The island in question (Enys Men translates as Stone Island) is dominated by a standing stone that is the first thing The Volunteer (excellently played by Mary Woodvine) sees whenever she steps out of her cottage. It is 1973, according to the records she keeps, and her only means of connection with the world are a transistor radio and a CB for talking to the mainland. Every day, as a matter of ritual, she drops a stone down a mineshaft and waits for the faint, distant splash.
But soon strange things start to happen. There is a news report on the radio that could only be from a future year. The ocean’s waves roll backwards. She is frequently accompanied by her younger self. She is serenaded by white-robed children and Bal Maidens.
Yes, this is a film about time and the landscape, both of which haunt The Volunteer in ever more disturbing ways. Her journey towards madness is chronicled with sparse dialogue, frequent bursts of deafening sound, fragmented time and inexplicable visions of the island’s past inhabitants.
Shot on 16mm, Enys Men has the coarse grain and visceral colour of the folk-horror films of the era it is set in, which adds yet another layer to its sense of disturbed time.
A friend and I saw the film on the big screen at Chapter Arts Centre in Cardiff. Knowing that I was in for a ’different’ kind of movie experience, I opened my mind and allowed it to transport it to its own reality. In other words, I was willing to be challenged, and in this sense the film totally worked on me. I thought it was brilliant. The friend I attended the screening with, on the other hand, was not so taken with it. As I said at the start, this film is one that is going to divide people. Some will tune into the language of it, some will not.
The screening was followed by a Q&A with director Mark Jenkin, who also wrote, shot, edited and scored the movie. Phew. Mark spoke about the hands-on approach he takes to his work, how the pandemic affected the film and how much of what we saw on the screen does not necessarily have a meaning, but allows viewers to find their own. He also related how he got carried away with the scoring process and started to have delusions of being a rock star. It was a very enlightening, enjoyable and often funny talk.

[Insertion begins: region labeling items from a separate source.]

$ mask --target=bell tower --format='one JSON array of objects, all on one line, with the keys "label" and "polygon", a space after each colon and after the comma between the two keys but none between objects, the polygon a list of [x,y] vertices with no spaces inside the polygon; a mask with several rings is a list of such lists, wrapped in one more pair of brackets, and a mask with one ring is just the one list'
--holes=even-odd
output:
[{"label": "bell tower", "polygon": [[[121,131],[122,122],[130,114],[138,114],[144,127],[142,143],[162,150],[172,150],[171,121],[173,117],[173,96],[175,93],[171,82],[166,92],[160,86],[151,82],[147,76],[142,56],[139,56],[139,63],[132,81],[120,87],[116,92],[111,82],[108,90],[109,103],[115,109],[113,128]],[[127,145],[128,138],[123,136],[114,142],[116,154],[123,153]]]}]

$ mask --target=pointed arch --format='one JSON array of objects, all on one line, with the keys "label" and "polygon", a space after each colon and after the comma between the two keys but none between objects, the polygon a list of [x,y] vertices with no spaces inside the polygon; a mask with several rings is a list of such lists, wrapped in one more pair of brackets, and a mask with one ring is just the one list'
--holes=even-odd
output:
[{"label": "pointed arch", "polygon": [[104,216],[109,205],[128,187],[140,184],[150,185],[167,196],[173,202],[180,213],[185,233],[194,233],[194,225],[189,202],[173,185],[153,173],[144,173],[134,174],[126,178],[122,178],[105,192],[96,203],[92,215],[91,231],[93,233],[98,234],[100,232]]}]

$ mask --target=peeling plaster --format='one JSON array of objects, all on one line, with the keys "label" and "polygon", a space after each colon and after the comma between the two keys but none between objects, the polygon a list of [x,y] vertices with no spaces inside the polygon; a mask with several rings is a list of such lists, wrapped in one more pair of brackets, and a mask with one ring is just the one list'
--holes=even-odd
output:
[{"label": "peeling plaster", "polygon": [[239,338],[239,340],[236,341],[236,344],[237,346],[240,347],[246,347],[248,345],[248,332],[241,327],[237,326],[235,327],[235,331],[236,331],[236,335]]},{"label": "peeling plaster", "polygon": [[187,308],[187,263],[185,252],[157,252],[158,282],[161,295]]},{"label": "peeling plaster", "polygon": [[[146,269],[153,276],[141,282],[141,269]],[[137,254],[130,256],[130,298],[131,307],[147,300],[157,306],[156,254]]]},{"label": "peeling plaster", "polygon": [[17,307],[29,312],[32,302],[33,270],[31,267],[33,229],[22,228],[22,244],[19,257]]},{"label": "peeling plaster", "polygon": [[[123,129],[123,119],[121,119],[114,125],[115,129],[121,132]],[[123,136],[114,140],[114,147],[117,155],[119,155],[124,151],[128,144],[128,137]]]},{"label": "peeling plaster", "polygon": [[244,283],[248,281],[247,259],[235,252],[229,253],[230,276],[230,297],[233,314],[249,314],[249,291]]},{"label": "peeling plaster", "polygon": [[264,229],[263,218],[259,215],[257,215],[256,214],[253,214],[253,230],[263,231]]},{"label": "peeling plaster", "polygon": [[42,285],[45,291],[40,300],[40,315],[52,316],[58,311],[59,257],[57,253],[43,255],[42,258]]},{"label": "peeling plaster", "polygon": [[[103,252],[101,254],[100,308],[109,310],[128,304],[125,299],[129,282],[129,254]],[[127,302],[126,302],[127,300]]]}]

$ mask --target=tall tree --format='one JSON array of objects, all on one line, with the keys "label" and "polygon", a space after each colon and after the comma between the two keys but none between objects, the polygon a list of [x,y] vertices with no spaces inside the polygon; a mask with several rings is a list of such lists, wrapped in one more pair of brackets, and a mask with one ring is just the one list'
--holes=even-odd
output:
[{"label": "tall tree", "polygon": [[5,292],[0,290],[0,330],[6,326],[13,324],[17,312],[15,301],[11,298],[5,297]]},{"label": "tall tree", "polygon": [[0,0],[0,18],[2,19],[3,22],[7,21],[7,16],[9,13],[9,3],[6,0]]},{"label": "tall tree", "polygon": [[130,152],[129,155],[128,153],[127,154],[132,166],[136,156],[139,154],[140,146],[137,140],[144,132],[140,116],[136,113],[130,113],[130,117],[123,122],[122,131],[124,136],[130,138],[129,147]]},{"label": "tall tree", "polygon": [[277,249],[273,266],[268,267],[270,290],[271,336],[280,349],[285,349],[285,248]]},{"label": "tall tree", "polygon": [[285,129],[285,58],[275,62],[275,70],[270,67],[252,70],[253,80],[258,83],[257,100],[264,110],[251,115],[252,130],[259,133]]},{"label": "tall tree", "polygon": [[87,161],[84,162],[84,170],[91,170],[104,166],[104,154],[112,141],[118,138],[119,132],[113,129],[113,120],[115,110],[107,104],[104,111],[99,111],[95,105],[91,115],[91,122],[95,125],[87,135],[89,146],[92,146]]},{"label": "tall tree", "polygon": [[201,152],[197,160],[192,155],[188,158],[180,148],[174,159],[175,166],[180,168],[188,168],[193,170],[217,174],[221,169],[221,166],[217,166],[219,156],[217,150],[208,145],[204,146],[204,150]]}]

In an interview with Fortean Times magazine about Enys Men, Mark said that as a child he was frightened of the Merry Maidens standing stones in Penzance, having been told that they had once been living, breathing girls, and that they had been turned to stone for daring to dance on the Sabbath. He also said that ‘the scariest thing in horror films is when times stops making sense’. In these two things you’ll find the DNA of his film. Seek it out on the big screen if you possibly can. I can strongly recommend it, but I can’t guarantee that you’ll like it.